Postauricular Skin Mycobiome Profiles in Atopic Dermatitis Treated With Dupilumab or Cyclosporine A: A Descriptive Case Series
Yuta Koike, Hitomi Morisaki, Daisuke Motooka, Mai Matsumoto, Motoi Takenaka, Hiroyuki Murota

TL;DR
This study explores how two AD treatments, dupilumab and cyclosporine, affect the fungal makeup of the skin, particularly the Malassezia species.
Contribution
The study provides new insights into how systemic AD therapies alter the skin mycobiome, specifically Malassezia species.
Findings
Both treatments increased the abundance of Malassezia in the skin mycobiome.
There was a shift from M. globosa to M. restricta after treatment.

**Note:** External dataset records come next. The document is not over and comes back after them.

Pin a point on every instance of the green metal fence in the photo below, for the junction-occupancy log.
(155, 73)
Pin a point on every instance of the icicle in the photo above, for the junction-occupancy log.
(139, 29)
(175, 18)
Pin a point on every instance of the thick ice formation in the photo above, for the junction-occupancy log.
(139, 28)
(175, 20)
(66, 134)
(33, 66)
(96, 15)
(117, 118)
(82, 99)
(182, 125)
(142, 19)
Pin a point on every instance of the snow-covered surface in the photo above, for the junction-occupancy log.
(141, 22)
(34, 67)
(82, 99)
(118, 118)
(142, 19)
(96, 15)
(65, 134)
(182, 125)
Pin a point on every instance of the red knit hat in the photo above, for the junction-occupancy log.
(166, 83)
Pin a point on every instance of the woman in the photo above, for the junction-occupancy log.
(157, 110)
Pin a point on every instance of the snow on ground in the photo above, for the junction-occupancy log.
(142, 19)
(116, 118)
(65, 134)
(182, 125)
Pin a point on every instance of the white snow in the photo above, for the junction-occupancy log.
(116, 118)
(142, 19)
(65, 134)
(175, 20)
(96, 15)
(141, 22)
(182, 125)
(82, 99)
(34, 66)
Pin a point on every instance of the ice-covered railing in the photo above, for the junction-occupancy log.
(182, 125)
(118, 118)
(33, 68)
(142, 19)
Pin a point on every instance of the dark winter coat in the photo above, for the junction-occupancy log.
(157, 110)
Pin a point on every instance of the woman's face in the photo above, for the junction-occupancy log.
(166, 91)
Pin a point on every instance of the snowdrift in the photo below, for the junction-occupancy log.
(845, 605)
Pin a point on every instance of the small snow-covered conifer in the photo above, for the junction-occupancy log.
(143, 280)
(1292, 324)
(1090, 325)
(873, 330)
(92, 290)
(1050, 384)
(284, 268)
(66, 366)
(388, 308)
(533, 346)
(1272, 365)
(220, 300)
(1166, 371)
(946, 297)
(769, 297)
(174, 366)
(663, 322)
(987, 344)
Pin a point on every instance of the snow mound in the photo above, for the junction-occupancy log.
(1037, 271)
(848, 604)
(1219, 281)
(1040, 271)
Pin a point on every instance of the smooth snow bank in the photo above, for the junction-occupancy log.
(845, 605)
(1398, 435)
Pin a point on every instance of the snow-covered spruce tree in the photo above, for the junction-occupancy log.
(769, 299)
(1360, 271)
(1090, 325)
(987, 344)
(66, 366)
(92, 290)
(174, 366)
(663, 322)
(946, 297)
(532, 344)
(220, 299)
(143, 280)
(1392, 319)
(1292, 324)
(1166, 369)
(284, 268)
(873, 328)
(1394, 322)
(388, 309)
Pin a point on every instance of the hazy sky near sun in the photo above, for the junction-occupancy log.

Patients with initially low Malassezia saw significant increases after treatment.
Abstract
Atopic dermatitis (AD) essentially exhibits dysbiosis of skin fungal microbiome, mycobiome, characterized by depletion of Malassezia. The effects of recent systemic therapies for AD on skin mycobiome were not understood enough. We examined changes of skin mycobiome before and after systemic treatments with anti‐IL‐4Rα antibody (dupilumab: DUP) and calcineurin inhibitor (cyclosporine, CyA). Swab samples from postauricular areas in 19 AD patients treated with dupilumab (n = 13) and cyclosporine (n = 6) were collected before and 4–8 weeks after starting each treatment. Fungal DNA was amplified from the samples and sequenced with ITS1 metagenomic analysis, and taxonomic classification was performed. Fungi belonging to total 89 genera were detected. The share of the fungus was most occupied by Malassezia (81.3%), followed by Aspergillus (3.7%), and Trametes (1.1%) before DUP and CyA…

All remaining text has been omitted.